Published: 2011-05-11 10:36:45
Author: Adam Cresswell
THE peak doctors' organisation is resisting a push to allow non-medically trained podiatric surgeons to operate on feet, challenging their ability to provide quality care and claiming their very titles may mislead patients.
The Australian Medical Association has also accused the medical profession's new national regulator of failing to support doctors by opposing a bid to create new national standards for podiatric surgeons.
AMA vice-president Steve Hambleton said he was unhappy with the Podiatry Board of Australia, which has commissioned the Australia and New Zealand Podiatry Accreditation Council to develop standards and processes for podiatric surgery training.

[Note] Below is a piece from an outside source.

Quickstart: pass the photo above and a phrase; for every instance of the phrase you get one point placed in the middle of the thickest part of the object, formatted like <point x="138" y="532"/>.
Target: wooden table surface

Dr Hambleton said although podiatric surgeons existed, there had until recently been only one in Australia, and plans to expand the number were troubling.
He claimed podiatric surgeons in Australia were trained to a much lower standard than in the US, where the standard approximated that of medical graduates, and patients might be disadvantaged.
He claimed patients could be misled into believing a podiatric surgeon was a medically trained doctor, and podiatrists and podiatric surgeons lacked the wider knowledge that could prove vital for some patients. Many patients could have simultaneous medical conditions that podiatrists would be ill-equipped to handle.
"Podiatric surgeons seem to be creeping higher and higher up the leg," Dr Hambleton said. "We are very disappointed that the Medical Board of Australia isn't stepping up to the plate."
Perth podiatrist Andrew Schox, president of the Australasian Podiatry Council, said that, contrary to the AMA's claims, podiatric surgeons trained for a similar amount of time to orthopedic surgeons before qualifying, by which time they would have done an average of 3000 foot operations.
Mr Schox rejected the claim that patients with other health problems might suffer, saying operations were done in consultation with a patient's GP or specialist.
He rejected the AMA's claim patients might be misled by the term "podiatric surgeon", saying "doctor" was a courtesy title used by vets and dentists as well as doctors.